The prevalence of left ventricular (LV) thrombus formation following percutaneous mitral valve repair with the MitraClip system is unclear but may occur more frequently in patients with reduced left ventricular ejection fraction. LV thrombus may cause disabling stroke or other thromboembolic events in this elderly and multimorbid patient cohort that severely affect survival and quality of life. 

 

Objective

Analysis of the incidence of and risk factors for left ventricular thrombus formation in patients treated with the MitraClip system due to severe mitral valve regurgitation. 

 

Methods 

All discharge and follow-up transthoracic echocardiographic (TTE) examinations up to 6 months of 453 consecutive patients treated with the MitraClip system between 11/2012 and 10/2017 were screened for the presence of LV-thrombus. 

 

Results

No LV thrombi were found in patients with LV-EF>30% (n=358).
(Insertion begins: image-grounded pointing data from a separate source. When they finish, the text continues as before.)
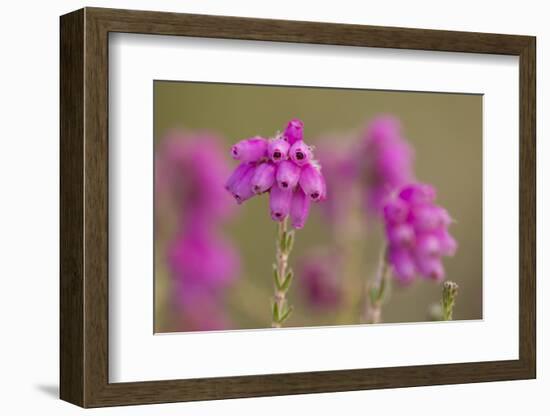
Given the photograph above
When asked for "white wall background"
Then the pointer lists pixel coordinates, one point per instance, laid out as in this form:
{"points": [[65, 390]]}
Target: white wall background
{"points": [[29, 158]]}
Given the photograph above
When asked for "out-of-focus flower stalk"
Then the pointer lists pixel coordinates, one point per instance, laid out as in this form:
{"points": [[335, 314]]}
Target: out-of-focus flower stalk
{"points": [[282, 275], [377, 292], [450, 291]]}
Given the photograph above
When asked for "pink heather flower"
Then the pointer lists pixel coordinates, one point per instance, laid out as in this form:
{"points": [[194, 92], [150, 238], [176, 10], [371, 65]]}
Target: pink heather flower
{"points": [[263, 178], [299, 208], [312, 182], [319, 280], [279, 203], [277, 150], [300, 153], [417, 232], [291, 181], [288, 175], [388, 158], [294, 131], [242, 188], [237, 175], [250, 150]]}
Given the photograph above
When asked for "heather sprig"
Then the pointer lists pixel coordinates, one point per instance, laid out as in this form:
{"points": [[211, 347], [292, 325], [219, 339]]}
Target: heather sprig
{"points": [[450, 292], [417, 233], [283, 166]]}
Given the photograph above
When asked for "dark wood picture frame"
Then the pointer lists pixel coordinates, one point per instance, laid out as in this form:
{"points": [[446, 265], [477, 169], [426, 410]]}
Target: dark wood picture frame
{"points": [[84, 207]]}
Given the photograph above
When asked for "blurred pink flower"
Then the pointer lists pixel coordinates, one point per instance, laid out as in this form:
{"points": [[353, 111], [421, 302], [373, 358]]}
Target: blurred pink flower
{"points": [[191, 169], [388, 161], [417, 232], [341, 175], [198, 257], [283, 166], [319, 280]]}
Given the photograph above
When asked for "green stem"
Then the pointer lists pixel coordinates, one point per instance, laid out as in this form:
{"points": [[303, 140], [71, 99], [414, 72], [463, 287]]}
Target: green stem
{"points": [[450, 292], [282, 276], [377, 291]]}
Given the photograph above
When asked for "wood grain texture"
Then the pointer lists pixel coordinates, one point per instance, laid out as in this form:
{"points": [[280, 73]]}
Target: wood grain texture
{"points": [[71, 208], [84, 207]]}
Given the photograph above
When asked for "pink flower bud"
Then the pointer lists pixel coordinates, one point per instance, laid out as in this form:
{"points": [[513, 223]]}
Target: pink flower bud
{"points": [[288, 175], [263, 178], [400, 235], [299, 208], [242, 188], [403, 265], [300, 153], [277, 150], [250, 150], [312, 182], [236, 176], [294, 131], [279, 203], [395, 211]]}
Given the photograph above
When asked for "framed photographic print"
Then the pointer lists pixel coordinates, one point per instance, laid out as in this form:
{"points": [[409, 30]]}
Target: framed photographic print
{"points": [[256, 207]]}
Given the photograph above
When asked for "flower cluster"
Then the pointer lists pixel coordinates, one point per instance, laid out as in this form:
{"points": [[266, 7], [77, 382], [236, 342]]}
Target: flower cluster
{"points": [[417, 232], [283, 166], [190, 173], [388, 159]]}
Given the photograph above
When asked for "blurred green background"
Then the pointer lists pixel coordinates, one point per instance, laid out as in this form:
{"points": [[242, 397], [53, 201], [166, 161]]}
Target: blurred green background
{"points": [[445, 131]]}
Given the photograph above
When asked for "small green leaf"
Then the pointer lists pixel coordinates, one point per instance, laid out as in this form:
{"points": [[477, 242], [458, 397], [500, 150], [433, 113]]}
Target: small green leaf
{"points": [[276, 279], [288, 280], [289, 243], [282, 242], [275, 311], [286, 314]]}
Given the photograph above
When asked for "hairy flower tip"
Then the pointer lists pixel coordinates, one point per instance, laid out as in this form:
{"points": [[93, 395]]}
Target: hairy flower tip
{"points": [[312, 182], [320, 280], [388, 160], [288, 175], [294, 131], [277, 150], [299, 208], [250, 150], [300, 153], [417, 232], [279, 203], [263, 178]]}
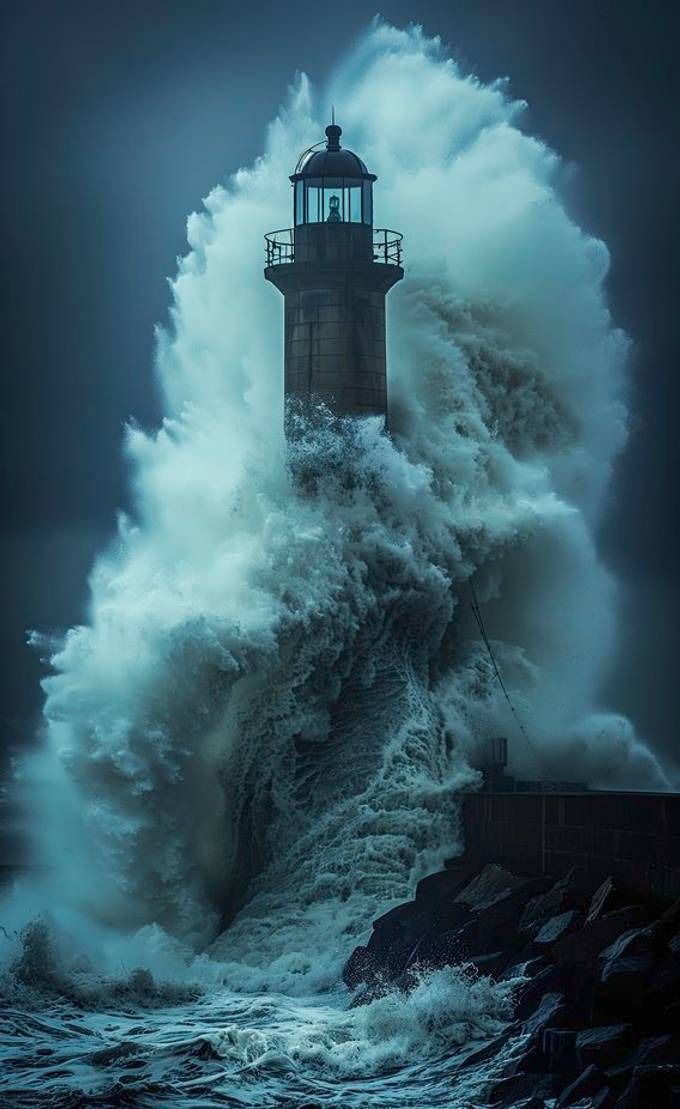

In the cohort of patients with severely depressed left ventricular function (LVEF ≤ 30%; n=69), 7.5 % of patients (n=5) were diagnosed with LV thrombus after MitraClip implantation in follow-up echocardiographies. Two of these patients were under active DOAC (Rivaroxaban and Apixaban) therapy.

 

Conclusion

LV thrombus formation following percutaneous mitral valve repair is a rare complication and was associated with severely depressed left ventricular function in our cohort. As two patients developed LV thrombus despite of DOAC therapy, anticoagulation with a Vitamin K antagonist should be strongly considered.